30 ODD: Data Transformations and Tukey’s Ladder of Powers

This optional deep dive explores data transformations, focusing on Tukey’s Ladder of Powers—an groundbreaking approach for reshaping data distributions and relationships between variables. Our journey through this topic is inspired by Fox (2016) (ch. 4, pp. 28 - 80)

30.1 Transforming Data: Tukey’s Ladder of Powers

John Tukey introduced a methodological toolkit, likened to a set of drill bits of varying sizes, for modifying the shapes of distributions and relationships between variables.
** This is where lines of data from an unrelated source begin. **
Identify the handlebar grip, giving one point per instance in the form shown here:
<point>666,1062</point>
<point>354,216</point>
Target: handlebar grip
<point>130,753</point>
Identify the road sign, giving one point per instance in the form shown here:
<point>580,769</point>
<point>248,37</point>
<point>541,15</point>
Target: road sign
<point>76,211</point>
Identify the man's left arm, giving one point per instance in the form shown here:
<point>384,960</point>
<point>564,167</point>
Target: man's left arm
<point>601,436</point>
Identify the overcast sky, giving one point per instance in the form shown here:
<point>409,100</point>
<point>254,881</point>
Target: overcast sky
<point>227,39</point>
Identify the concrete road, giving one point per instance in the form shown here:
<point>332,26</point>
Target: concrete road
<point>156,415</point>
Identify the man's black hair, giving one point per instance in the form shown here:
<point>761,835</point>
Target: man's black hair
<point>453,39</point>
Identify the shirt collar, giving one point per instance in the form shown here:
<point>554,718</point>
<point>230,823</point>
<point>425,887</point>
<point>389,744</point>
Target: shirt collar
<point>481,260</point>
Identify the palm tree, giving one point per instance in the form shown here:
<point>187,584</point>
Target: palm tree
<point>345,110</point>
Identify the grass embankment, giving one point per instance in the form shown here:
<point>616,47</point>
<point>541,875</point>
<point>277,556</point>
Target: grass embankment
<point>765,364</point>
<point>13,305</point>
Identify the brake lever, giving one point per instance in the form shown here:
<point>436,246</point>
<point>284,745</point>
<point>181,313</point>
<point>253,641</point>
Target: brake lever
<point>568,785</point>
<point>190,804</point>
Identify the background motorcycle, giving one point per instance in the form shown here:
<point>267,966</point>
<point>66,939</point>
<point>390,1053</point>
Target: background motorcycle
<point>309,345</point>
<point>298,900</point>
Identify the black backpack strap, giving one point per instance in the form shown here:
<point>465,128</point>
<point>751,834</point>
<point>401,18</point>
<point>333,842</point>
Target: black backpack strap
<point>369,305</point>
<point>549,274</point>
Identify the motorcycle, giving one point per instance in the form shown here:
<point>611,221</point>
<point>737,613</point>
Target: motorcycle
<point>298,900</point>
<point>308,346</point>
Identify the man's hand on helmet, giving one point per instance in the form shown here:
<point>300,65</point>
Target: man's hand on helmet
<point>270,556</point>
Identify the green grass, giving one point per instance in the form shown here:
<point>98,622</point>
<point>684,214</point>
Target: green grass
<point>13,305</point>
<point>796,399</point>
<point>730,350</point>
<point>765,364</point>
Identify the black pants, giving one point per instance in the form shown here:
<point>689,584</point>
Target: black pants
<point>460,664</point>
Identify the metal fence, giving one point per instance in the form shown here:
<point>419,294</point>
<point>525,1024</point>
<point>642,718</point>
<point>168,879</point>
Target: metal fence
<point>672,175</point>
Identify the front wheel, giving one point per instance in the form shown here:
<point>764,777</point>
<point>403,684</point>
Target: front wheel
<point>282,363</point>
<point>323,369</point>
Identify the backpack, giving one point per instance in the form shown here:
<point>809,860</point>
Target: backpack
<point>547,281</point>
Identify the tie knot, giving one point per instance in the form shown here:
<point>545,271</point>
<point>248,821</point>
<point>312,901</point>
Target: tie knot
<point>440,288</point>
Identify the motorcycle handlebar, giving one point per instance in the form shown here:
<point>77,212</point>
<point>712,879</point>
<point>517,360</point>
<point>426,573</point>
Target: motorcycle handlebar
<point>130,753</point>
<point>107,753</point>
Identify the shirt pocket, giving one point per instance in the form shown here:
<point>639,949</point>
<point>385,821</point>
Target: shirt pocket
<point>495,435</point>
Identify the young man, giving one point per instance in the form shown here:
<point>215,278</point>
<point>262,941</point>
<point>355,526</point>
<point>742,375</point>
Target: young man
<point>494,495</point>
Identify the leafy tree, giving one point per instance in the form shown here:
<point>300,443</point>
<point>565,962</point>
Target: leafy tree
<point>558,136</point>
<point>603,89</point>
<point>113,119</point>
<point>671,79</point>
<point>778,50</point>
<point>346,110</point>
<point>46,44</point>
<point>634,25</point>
This section delves into these transformations, particularly focusing on the mathematical formulations that underpin this approach.

30.1.1 Dataset Preparation and Visualization

We’ll be using data from Fox (2016)’s book. You may need to download the data manually and save it in the “data” directory within your current working directory. The dataset is available here. You can use this r code to download the data.

download.file("http://socserv.socsci.mcmaster.ca/jfox/Books/Applied-Regression-3E/datasets/UnitedNations.txt", "data/UnitedNations.txt")
#if (!require("p3d")) install.packages("p3d", repos = "http://R-Forge.R-project.org")
library(p3d)
library(car)
library(latticeExtra)
library(gridExtra)
# read data
un <- read.table("data/UnitedNations.txt", header = TRUE)%>%
  mutate(country = rownames(.)) # Assigning country names

Let’s visualize an attempt to make our regression behave. Below are the original and log-transformed relationships with ggplot2. You’ve likely used a log-transformation before, but we’ll be exploring the more general family of transformations.

The log transformation has straightened out the data, allowing us to fit a more useful regression line. However, we’re not limited to just a log transformation. We can use an entire family of transformations called Tukey’s Ladder of Powers.

30.2 Introduction to Tukey’s Ladder of Powers

John Tukey suggested this simple toolkit, like a set drill bits of varying sizes, to modify the shape of distributions and the shape of relationships between variables. The basic idea stems from the fact that functions of the form \(y' = y^p, \quad y > 0\) have a graph that is concave up if \(p >1\), and concave down if \(0<p<1\) or \(p<0\).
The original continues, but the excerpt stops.